「30代で設計者人生は決まる・120時間残業時代に学んだ成長の本質」(1970号)

設計者キャリアブログをスタートします!
【設計者キャリアブログvol.1】今回から「設計者キャリアブログ」として、30代・40代の設計者の皆さまに向けたメッセージを週1回程度発信していきます。30代・40代は、技術者としての成長と、家庭や将来を考える重要な時期です。働き方改革や技術の進化により、設計者のキャリアの築き方も大きく変わっています。このシリーズでは、私自身の経験や設計会社として感じていることをもとに、設計者としての成長やキャリアについてお伝えしていきます。
■私の30代・40代は「量」の時代でした
私の30代・40代を振り返ると、休日出勤を含めた毎月の時間外労働が120時間を超えることが20年以上続き、とにかく仕事量をこなす日々でした。
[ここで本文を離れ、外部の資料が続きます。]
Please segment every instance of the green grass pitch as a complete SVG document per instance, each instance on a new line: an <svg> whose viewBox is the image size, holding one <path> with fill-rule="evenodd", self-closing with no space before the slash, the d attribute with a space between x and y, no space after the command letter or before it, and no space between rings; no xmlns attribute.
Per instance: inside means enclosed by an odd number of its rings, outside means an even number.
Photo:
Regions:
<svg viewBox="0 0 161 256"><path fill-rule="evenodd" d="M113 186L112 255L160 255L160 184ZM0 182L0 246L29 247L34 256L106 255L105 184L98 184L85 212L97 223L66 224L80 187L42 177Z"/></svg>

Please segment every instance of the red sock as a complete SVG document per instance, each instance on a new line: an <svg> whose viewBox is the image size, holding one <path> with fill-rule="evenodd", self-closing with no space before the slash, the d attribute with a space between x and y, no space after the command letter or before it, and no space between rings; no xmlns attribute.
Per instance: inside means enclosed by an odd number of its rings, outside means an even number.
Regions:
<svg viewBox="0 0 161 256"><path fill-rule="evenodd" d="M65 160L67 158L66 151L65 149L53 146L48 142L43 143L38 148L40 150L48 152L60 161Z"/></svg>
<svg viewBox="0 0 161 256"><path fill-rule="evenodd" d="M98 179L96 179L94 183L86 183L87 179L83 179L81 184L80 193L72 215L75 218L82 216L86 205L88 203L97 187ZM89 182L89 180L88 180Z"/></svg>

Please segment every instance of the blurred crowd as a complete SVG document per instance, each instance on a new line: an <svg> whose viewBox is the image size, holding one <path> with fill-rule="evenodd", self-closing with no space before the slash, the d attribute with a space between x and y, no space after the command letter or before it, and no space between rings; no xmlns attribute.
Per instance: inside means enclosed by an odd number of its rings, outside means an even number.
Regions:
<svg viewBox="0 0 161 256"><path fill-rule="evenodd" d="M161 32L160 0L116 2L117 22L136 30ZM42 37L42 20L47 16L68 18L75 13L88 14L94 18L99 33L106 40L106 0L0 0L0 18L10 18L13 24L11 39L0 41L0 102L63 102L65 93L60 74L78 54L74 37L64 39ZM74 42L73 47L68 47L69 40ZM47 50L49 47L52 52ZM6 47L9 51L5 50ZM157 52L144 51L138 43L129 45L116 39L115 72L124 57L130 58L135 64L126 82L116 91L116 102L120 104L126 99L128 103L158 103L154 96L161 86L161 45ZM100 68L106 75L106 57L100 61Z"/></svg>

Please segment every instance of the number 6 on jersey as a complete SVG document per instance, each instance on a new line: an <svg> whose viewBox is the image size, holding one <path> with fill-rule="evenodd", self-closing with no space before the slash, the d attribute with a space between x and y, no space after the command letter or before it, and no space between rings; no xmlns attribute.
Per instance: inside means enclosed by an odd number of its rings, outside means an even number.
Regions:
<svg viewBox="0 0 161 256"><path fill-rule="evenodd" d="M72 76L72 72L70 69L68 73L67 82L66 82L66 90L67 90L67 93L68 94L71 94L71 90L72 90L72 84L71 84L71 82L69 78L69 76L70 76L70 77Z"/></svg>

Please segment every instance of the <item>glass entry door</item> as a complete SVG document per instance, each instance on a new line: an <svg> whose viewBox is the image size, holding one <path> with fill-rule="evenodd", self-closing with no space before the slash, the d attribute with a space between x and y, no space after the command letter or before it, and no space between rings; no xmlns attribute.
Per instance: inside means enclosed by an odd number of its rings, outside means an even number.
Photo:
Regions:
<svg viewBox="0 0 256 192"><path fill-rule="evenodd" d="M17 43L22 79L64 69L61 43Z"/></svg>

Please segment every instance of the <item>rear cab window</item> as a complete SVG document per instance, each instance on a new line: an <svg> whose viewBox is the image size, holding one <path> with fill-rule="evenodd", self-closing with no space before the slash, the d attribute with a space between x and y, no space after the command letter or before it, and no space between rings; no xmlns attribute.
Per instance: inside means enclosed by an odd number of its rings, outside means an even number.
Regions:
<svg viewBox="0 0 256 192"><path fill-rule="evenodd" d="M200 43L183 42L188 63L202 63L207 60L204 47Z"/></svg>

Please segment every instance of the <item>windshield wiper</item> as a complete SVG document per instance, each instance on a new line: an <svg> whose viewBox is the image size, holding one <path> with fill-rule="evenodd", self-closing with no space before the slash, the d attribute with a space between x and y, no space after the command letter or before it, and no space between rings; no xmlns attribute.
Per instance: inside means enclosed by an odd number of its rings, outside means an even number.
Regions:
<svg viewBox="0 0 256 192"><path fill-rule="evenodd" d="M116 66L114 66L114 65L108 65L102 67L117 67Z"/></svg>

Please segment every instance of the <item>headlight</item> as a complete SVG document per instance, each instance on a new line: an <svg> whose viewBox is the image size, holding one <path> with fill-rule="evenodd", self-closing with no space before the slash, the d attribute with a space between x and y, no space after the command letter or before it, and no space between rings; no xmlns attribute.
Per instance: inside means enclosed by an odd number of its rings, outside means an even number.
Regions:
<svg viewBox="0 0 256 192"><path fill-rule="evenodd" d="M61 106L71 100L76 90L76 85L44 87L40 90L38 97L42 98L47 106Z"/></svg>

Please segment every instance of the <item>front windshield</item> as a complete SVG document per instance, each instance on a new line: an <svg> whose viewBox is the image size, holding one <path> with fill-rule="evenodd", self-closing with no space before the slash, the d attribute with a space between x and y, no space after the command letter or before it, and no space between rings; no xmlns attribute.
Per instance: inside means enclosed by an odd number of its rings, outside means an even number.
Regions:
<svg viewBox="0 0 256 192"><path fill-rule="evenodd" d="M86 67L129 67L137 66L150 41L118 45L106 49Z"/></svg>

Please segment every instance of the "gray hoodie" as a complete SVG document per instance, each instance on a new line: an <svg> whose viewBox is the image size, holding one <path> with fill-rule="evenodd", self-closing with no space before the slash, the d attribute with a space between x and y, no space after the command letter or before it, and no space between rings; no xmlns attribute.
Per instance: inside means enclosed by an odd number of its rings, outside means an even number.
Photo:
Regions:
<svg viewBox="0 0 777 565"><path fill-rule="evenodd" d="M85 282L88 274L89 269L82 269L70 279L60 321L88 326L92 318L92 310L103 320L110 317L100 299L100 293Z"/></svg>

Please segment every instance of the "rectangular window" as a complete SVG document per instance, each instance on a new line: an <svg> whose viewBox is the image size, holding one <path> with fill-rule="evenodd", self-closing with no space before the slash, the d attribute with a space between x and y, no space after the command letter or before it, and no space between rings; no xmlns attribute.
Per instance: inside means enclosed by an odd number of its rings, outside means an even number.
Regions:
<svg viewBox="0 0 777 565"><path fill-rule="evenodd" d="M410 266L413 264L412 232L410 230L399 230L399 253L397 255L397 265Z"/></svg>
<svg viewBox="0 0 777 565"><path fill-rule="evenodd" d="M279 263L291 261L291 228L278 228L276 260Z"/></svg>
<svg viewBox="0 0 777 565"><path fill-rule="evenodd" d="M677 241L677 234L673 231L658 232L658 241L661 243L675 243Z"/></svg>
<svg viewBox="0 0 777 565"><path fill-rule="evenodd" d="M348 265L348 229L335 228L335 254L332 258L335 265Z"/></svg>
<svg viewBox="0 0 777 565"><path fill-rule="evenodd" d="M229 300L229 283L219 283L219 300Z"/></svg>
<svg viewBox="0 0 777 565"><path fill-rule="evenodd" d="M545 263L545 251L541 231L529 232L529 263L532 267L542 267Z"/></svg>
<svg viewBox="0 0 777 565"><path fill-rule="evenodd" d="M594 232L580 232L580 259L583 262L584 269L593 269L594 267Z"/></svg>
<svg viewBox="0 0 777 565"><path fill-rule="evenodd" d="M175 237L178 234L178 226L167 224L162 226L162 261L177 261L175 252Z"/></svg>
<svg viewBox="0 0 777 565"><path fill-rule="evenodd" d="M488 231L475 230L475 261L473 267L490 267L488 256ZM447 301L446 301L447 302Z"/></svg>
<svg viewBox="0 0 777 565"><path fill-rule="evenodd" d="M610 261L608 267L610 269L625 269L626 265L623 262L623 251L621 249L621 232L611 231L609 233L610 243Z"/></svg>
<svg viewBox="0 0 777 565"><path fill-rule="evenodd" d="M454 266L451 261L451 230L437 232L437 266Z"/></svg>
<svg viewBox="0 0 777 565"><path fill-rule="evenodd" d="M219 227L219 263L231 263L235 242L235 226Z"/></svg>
スピード重視で目の前の設計に必死に取り組み、家庭との両立にも苦労しましたが、この時期に積み上げた経験が現在の技術の土台になっています。
■昔と今では設計環境が大きく変化
当時は、技術計算は手計算、パーツ選定はカタログ、調べ物は資料や先輩に聞くなど、「技術計算」「パーツ調査」「仕様確認」に多くの時間を費やしていました。
しかし現在は、CADの進化、インターネット検索、設計ツール、生成AIの活用により、設計業務の効率は飛躍的に向上しています。昔なら半日かかっていた作業が、今では1時間で終わることも珍しくありません。
■これからの時代は「経験の幅」
現在の設計者は、以前よりも時間を有効に使える環境にあります。だからこそ重要なのは、その時間でどれだけ経験の幅を広げられるかです。これからの時代は「量」ではなく「経験の幅」が設計者の成長を左右します。
■設計会社で働くメリット
弊社の設計業務では、様々な装置や機械、ユニット設計に関わることができます。また、設計会社では設計業務に専念できる環境があります。メーカーでは会議や調整業務が多くなる場合もありますが、設計会社では設計に集中できます。
「様々な装置設計の経験」「設計に専念できる環境」
この2つは設計者として成長する大きな要素になります。
■30代・40代が将来を決める
30代・40代は設計者としての将来を決める重要な時期です。この時期にどれだけ経験の幅を広げられるかが、その後の技術者人生を左右します。今の環境で、経験の幅は広がっていますか?設計者としての未来を考える時期かもしれません。